ABSTRACT:

This paper presents a reference stress-strain solution for a thermo-hydro-mechanical one-way coupled problem related to CO2 storage. The benchmark problem is solved with a semi-analytical model based on the equivalent cuboid inclusion method. This case is then extended to assess the modelling capability of two finite element codes (GEOS and VISAGE) in predicting thermo-poro-elastic stresses and assessing the occurrences of thermo-hydraulically induced fractures. In the defined CO2 injection problem, there are two different fronts, pressure front constraining in the near wellbore and cooling front moving to the far field. To account for this, different meshes and methodologies are chosen for two numerical models. Comparison with numerical results confirms that the thermo-poro-elastic effects are accurately captured by the semi-analytical solution, which correlates well with the numerical results. Although differences between the two numerical simulators are sometimes larger than those between a numerical solution and the semi-analytical solution, similar conclusion regarding the formation of thermo-hydraulically induced fractures can be provided. The agreement in stress and strain solutions provides a common foundation for future work on two-way coupling and fracture propagation. The documented benchmark example and simulation results could be used to validate the modelling capabilities of other similar tools in the future.

1. INTRODUCTION

Multidisciplinary studies related to CO2 storage in depleted sandstone reservoirs raised many questions and hence gained substantial focus. During long term CO2 injection with low temperature and high rates, one major operationally risk is the formation of thermally and hydraulically induced fractures (THIF), which could lead to a sustained injectivity increase, and may introduce unexpected leakage pathways in the caprock or through the fault.
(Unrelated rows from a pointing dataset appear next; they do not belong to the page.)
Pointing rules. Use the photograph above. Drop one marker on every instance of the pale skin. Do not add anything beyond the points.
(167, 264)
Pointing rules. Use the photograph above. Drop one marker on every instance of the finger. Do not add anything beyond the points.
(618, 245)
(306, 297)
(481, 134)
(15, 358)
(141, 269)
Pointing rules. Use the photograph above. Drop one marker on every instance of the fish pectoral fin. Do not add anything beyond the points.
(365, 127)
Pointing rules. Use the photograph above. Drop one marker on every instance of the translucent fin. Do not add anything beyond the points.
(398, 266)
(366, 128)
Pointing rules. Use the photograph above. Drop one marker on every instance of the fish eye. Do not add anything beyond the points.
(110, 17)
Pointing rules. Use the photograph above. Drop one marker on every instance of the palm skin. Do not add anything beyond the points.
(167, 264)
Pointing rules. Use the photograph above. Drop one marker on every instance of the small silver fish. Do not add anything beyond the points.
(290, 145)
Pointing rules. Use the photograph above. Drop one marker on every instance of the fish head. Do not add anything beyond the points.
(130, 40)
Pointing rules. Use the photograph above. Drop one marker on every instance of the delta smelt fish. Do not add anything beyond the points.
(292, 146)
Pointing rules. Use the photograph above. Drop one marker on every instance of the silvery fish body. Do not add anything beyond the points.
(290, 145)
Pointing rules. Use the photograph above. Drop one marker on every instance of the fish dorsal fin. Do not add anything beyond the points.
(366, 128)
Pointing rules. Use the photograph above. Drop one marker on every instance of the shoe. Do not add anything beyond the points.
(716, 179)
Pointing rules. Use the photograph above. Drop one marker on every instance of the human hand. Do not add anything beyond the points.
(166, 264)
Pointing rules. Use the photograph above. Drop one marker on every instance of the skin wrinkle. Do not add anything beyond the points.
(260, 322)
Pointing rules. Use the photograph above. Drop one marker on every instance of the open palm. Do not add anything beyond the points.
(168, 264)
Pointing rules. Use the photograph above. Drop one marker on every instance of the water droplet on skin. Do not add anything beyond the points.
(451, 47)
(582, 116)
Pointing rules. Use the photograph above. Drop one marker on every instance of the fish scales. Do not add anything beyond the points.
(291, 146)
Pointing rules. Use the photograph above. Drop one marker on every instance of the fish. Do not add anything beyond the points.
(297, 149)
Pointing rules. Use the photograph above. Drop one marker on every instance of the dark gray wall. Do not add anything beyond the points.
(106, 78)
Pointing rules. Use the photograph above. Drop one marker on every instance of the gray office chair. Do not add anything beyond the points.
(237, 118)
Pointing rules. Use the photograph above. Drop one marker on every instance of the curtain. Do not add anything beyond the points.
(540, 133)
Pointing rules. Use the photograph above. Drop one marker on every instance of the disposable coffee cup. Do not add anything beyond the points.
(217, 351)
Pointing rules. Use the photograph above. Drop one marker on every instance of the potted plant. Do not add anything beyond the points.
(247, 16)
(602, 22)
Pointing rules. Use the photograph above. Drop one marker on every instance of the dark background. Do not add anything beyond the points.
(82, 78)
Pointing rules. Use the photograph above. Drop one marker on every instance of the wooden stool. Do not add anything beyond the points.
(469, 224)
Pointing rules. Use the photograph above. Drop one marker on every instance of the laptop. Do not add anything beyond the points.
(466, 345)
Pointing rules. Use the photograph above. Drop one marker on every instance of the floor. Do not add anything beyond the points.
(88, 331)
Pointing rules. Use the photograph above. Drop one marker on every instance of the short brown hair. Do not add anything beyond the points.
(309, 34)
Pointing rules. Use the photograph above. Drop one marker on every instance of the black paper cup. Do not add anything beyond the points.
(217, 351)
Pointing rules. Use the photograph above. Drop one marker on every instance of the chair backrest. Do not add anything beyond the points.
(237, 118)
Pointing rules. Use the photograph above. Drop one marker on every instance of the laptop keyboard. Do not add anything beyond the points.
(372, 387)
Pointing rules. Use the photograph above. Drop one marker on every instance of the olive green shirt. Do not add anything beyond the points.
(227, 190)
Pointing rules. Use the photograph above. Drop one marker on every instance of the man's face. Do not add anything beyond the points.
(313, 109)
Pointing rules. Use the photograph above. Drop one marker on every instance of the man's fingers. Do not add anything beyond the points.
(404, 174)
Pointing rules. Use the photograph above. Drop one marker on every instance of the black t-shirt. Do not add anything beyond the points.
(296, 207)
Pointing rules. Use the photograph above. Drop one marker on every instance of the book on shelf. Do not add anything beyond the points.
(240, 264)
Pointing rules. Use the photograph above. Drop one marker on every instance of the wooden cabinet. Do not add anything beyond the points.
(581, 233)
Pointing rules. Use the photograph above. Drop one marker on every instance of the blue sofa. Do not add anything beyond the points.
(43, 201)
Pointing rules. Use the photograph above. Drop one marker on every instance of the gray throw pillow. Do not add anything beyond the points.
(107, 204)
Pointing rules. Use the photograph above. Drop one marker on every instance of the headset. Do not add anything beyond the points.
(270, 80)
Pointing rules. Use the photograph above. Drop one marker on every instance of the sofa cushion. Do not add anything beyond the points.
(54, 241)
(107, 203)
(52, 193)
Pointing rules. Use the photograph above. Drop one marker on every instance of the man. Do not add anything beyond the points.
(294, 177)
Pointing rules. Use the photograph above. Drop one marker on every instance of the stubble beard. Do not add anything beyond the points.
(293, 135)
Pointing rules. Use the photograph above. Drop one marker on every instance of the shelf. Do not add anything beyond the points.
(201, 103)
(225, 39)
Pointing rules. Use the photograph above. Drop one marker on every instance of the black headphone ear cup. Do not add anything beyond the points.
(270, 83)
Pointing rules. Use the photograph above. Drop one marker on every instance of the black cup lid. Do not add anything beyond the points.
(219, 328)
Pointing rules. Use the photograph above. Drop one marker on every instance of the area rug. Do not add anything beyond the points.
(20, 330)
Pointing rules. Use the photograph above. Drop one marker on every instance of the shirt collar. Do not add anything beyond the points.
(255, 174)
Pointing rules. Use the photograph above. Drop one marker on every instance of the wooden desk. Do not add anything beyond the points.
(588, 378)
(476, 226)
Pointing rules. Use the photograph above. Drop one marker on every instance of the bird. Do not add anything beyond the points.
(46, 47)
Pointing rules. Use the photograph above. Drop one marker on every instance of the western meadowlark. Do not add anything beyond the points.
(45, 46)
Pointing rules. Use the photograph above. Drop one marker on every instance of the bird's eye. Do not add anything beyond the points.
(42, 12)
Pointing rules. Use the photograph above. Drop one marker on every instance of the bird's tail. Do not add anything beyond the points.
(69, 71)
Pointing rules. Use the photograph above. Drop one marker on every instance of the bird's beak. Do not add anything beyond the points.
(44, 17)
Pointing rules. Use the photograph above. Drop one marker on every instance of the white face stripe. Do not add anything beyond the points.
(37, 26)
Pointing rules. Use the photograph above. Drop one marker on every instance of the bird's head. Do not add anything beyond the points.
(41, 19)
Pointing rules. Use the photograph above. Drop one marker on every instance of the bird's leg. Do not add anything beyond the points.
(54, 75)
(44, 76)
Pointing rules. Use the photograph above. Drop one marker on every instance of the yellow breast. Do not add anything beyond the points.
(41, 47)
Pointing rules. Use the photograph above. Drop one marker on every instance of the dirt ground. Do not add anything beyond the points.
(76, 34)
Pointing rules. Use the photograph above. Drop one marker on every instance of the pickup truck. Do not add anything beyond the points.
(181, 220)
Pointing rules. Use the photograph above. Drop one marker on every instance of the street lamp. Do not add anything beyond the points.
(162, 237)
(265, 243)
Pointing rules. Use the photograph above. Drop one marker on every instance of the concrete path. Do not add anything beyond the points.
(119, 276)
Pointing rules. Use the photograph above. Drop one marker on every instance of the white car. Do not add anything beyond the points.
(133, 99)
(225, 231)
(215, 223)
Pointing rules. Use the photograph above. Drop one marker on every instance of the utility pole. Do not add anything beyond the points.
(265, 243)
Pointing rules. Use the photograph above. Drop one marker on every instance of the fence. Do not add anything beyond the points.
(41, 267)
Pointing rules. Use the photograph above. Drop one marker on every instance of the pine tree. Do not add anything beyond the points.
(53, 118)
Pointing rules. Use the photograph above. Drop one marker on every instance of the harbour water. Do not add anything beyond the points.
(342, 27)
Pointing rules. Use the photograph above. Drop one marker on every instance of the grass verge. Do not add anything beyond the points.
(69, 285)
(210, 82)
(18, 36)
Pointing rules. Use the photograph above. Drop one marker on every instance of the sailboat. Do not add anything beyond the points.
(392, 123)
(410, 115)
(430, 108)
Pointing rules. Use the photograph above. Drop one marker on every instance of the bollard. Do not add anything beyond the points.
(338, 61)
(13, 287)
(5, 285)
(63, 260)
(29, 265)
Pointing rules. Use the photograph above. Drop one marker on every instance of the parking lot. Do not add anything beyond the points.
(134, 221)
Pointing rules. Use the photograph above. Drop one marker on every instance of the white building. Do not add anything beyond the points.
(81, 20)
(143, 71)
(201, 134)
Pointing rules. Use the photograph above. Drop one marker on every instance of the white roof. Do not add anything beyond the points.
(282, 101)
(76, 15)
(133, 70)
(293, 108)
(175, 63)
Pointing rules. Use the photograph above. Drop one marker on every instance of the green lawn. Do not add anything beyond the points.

As for our specific case study and desired operating envelopes, temperature typically ranges from 10 to 20°C at fluid inlets, which locate at depth of 3500 m. Injection of cold CO2 may cause a temperature drop of about 100°C for the surrounding rock in the contact of migrated CO2 plume. Considering such magnitude of cooling and thermo-poro-elastic coupling effect, potential stress change may be boosted up to several hundred bars for a sandstone reservoir with porosity about 10 to 15%. Besides that, the injection pressure at bottomhole will increase from 20 bars initially to 200 to 350 bars after several years injection. The combination of decreasing temperature and increasing reservoir pore pressure could induce a significant variation in both the total and effective in-situ stresses, due to thermo-poro-elastic or thermo-hydro-mechanical (THM) coupling. Furthermore, the highest pressure gradient is always around the injectors, whereas the highest temperature gradient, or cooling front, is formed inside the reservoir and advances with time. The advance of such thermal front moving away from the injector makes the prediction of the occurrence of THIF a complex numerical problem.